Réponse : E. Prédine spécifie qu’il va essayer de mettre en pratique la co-intervention. Concernant les heures de coordination, elles sont comprises dans le temps de travail des universitaires ainsi que dans celui des PEMF. En effet, 48 heures seront décomptées 110 ; les PEMF doivent trouver dans ces heures le temps de la préparation et celui des rencontres avec l’ESPE. Mme Jannier (DRH) ajoute que, d’après les textes de la DGRH, les PEMF bénéficient d’une indemnité de fonction revalorisée…

- Les PEMF reçoivent des ordres de mission indépendamment de l’IA et de l’ESPE et c’est à eux de gérer ; cela leur est impossible. (Exemples : il est arrivé qu’ils soient convoqués en même temps par l’IA pour visiter un stagiaire et l’ESPE pour donner un cours ou le matin à Montbéliard pour visiter un stagiaire et l’après-midi à Besançon pour donner un cours à l’ESPE. Ou encore, il est demandé à un PEMF de visiter un stagiaire en dehors de son jour de décharge et c’est à lui d’organiser son remplacement, un échange de service etc.) La double prescription pose un réel problème. Il est indispensable que les ordres de missions viennent d’un seul et même endroit, que les choses soient coordonnées en amont. Un planning prévisionnel est à mettre en place.

Réponse : La remarque est prise en compte. Il n’est pas possible que les ordres de mission viennent d’un seul et même endroit, mais la coordination sur les emplois du temps sera plus approfondie.

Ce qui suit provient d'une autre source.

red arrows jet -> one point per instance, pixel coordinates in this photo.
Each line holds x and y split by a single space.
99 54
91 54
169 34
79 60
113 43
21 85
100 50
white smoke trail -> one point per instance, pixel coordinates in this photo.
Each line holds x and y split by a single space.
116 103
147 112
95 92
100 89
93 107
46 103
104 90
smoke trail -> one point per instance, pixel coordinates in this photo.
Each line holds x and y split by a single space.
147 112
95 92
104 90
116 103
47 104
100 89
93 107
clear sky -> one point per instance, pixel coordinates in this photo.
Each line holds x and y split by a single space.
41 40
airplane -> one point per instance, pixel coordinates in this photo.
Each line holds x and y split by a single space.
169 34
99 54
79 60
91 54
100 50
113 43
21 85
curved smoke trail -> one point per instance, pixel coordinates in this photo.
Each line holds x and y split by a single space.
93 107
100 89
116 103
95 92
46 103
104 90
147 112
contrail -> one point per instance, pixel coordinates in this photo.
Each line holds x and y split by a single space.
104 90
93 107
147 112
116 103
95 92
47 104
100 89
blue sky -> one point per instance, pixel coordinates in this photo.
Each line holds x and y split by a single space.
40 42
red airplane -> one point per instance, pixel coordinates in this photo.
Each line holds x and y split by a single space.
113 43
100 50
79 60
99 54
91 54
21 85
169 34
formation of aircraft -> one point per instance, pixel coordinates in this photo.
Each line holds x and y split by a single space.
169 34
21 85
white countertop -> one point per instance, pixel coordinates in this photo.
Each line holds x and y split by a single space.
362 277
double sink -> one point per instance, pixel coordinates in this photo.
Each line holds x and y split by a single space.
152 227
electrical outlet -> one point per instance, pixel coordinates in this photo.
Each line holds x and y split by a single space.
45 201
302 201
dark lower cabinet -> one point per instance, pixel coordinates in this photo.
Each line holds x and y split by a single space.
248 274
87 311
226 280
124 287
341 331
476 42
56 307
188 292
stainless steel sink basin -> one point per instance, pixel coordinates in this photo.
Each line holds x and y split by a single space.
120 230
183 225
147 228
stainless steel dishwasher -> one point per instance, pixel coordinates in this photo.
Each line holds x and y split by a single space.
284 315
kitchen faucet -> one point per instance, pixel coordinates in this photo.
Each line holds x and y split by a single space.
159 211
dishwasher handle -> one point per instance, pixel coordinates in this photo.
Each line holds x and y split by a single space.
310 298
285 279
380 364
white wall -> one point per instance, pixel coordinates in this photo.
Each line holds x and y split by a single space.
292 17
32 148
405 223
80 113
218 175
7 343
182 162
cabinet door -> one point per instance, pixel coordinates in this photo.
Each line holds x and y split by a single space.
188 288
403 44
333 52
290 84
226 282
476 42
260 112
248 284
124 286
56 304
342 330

- Manque de lisibilité sur ce qui est demandé aux PEMF qui se voient confier des tâches sans savoir ce qu’on attend réellement d’eux. Par exemple, ils n’ont pas de grille d’évaluation lorsqu’ils se rendent sur le terrain ni lorsqu’ils sont amenés à corriger des copies d’examens. Ils doivent relire les mémoires, préparer aux oraux, noter, mais ne connaissent pas les critères d’évaluation. Réponse : Concernant ce qui est demandé aux PEMF, l’année prochaine, leur service sera 50% ESPE 50% éducation nationale. Il leur sera demandé de suivre les stagiaires « au titre de l’employeur » et d’intervenir dans la formation continue des enseignants (animations pédagogiques).

Concernant les mémoires des M2, les rapports du jury du concours 2014 permettront d’être plus au clair l’année prochaine. Il est prévu de reculer la date de dépôt des mémoires afin d’éviter tout travail inutile avec les mémoires des non admissibles comme cela a été le cas cette année.